Jaleta, who was born in Dangur, came to Canada as a refugee in 1982 and has lived in Regina for decades. Jaleta was recently elected as a Regina Public School Board trustee. He made a name for himself as a competitive runner and was inducted into the Saskatchewan Sports Hall of Fame in 2005. His running club, the Jaleta Pacers, has focused on giving back to the community for years.

Jaleta never imagined his family in Ethiopia would face the violence that’s erupted there recently. But his brothers Gedamu Jaleta and Nazi Jaleta have had their lives uprooted.

Humanitarian crisis

“Both of them lost everything,” Jaleta said. “They’re basically homeless now. They cannot go back. They’re starving with just the clothes on their back.”

Both are near the age of 60 and have several children and grandchildren.

In an effort to raise awareness, he posted a social media message on Christmas about the situation and photos showing people slain in a massacre and bodies ready for a mass burial. The well-known athlete said he wants others to know about the humanitarian crisis underway in Ethiopia.

After being imprisoned and tortured during Ethiopia’s civil war, Ted Jaleta came to Canada as a refugee(NDP)
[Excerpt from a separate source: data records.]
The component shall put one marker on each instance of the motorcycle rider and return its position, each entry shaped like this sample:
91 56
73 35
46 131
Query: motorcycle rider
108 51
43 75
Gedamu Jaleta and his family had to flee the village where they grew up when their farm was looted last year, Ted Jaleta said. Their livelihood of land, livestock and possessions were stolen. They were displaced but held onto hope that one day they could return.

And last month, Nazi Jaleta’s farm was looted as civilians’ homes were lit on fire and dozens of people killed in a massacre — later to be buried at the funeral featured in the photos posted by Ted Jaleta.

Jaleta knows intimately what it’s like when the world around you erupts in violence. Four decades ago, he was jailed when he was a university student marching in the streets.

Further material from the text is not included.